In a fireside chat at Google Cloud Next, Google Cloud CEO Thomas Kurian and NVIDIA founder and CEO Jensen Huang discussed how the partnership is bringing end-to-end machine learning services to some of the largest AI customers in the world — including by making it easy to run AI supercomputers with Google Cloud offerings built on NVIDIA technologies. The new hardware and software integrations utilize the same NVIDIA technologies employed over the past two years by Google DeepMind and Google research teams.
“We’re at an inflection point where accelerated computing and generative AI have come together to speed innovation at an unprecedented pace,” Huang said. “Our expanded collaboration with Google Cloud will help developers accelerate their work with infrastructure, software and services that supercharge energy efficiency and reduce costs.”
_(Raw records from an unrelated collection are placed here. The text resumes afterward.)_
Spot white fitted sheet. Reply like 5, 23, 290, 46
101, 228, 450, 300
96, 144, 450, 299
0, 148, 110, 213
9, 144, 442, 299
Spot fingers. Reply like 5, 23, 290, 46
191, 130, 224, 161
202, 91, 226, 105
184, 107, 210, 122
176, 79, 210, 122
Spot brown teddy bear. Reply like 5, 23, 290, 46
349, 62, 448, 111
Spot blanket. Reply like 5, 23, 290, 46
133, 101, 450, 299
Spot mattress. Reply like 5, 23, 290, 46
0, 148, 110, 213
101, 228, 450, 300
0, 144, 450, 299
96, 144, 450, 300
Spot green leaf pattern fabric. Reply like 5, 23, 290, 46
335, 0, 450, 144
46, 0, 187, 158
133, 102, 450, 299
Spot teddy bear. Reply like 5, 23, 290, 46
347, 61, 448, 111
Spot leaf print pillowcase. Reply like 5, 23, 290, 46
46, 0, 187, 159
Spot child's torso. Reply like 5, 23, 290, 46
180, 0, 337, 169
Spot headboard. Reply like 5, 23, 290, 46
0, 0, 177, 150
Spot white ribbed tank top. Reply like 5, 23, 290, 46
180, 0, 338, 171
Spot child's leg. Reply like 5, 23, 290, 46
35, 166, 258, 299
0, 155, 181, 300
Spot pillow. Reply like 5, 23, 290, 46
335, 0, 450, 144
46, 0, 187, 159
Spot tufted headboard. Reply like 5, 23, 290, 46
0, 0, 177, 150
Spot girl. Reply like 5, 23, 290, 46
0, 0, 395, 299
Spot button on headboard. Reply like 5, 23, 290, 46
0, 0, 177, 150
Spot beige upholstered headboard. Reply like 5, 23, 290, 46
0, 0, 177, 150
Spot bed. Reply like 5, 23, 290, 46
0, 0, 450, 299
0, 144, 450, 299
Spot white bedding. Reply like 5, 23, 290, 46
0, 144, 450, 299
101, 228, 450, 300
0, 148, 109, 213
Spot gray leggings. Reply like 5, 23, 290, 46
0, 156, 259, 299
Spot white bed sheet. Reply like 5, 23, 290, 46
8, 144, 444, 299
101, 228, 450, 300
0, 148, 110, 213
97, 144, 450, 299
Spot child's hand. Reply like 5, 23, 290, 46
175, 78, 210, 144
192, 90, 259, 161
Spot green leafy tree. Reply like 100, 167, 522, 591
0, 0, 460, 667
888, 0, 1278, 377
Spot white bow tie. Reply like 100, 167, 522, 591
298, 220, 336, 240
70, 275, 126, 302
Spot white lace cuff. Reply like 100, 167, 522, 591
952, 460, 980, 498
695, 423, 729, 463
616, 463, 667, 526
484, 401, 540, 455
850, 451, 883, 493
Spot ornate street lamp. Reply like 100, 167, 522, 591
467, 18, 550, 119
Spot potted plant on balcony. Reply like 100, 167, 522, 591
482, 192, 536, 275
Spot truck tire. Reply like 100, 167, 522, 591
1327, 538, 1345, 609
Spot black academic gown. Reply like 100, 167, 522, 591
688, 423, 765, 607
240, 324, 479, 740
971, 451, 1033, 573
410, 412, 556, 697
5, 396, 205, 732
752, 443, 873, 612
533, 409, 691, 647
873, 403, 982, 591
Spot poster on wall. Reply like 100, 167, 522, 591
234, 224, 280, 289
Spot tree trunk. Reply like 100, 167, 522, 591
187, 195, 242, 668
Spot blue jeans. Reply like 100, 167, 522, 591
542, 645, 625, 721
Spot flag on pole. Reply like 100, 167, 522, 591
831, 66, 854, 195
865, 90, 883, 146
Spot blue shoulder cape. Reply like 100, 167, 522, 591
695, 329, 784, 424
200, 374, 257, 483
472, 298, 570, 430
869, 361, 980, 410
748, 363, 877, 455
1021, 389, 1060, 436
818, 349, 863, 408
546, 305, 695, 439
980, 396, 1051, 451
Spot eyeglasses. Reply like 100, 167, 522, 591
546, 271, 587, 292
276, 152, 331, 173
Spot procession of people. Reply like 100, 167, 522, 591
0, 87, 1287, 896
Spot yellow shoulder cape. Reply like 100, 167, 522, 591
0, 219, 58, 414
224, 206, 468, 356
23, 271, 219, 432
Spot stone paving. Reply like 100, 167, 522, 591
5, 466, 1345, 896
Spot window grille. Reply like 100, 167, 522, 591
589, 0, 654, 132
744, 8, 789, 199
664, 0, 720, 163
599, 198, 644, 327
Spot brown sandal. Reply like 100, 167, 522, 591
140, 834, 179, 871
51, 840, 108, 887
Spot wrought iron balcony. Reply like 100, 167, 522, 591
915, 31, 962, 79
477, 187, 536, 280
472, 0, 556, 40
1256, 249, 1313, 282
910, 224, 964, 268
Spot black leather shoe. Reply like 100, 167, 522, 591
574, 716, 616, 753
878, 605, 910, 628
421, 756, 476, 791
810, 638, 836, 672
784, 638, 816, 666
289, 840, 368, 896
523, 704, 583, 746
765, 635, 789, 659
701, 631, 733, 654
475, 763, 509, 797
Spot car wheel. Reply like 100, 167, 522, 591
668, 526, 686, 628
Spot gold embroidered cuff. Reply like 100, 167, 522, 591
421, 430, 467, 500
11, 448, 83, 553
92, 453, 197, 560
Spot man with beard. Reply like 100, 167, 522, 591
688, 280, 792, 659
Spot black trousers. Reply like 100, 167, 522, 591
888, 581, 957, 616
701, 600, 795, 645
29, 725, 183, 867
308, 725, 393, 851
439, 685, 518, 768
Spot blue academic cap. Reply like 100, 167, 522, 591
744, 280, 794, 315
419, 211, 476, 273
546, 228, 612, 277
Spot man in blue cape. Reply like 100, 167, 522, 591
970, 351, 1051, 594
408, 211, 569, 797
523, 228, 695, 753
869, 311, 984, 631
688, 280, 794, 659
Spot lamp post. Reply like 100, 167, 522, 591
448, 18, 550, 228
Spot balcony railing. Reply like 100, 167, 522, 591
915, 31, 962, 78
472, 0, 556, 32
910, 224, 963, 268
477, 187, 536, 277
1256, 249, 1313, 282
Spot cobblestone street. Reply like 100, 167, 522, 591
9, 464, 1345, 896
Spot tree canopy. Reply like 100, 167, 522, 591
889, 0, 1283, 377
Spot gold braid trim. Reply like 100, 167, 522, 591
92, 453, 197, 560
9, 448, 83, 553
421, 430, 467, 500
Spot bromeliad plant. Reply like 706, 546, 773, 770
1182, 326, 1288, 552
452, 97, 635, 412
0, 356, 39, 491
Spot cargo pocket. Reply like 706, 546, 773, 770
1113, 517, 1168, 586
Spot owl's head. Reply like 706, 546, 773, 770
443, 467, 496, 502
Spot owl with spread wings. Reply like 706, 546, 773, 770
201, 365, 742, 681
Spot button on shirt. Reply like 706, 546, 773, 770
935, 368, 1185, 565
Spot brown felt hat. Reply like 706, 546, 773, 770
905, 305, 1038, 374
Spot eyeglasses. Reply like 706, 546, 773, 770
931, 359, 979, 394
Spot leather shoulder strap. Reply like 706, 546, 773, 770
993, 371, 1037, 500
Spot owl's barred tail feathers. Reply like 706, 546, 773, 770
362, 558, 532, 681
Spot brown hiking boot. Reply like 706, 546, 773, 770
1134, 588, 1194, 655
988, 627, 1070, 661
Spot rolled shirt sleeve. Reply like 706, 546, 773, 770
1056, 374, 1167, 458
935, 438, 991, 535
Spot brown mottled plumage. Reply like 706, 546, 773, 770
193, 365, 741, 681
“Google Cloud has a long history of innovating in AI to foster and speed innovation for our customers,” Kurian said. “Many of Google’s products are built and served on NVIDIA GPUs, and many of our customers are seeking out NVIDIA accelerated computing to power efficient development of LLMs to advance generative AI.”
Google’s framework for building massive large language models (LLMs), PaxML, is now optimized for NVIDIA accelerated computing.
Originally built to span multiple Google TPU accelerator slices, PaxML now enables developers to use NVIDIA H100 and A100 Tensor Core GPUs for advanced and fully configurable experimentation and scale. A GPU-optimized PaxML container is available immediately in the NVIDIA NGC software catalog. In addition, PaxML runs on JAX, which has been optimized for GPUs leveraging the OpenXLA compiler.
Google DeepMind and other Google researchers are among the first to use PaxML with NVIDIA GPUs for exploratory research.
The NVIDIA-optimized container for PaxML will be available immediately on the NVIDIA NGC container registry to researchers, startups and enterprises worldwide that are building the next generation of AI-powered applications.
Additionally, the companies announced Google’s integration of serverless Spark with NVIDIA GPUs through Google’s Dataproc service. This will help data scientists speed Apache Spark workloads to prepare data for AI development.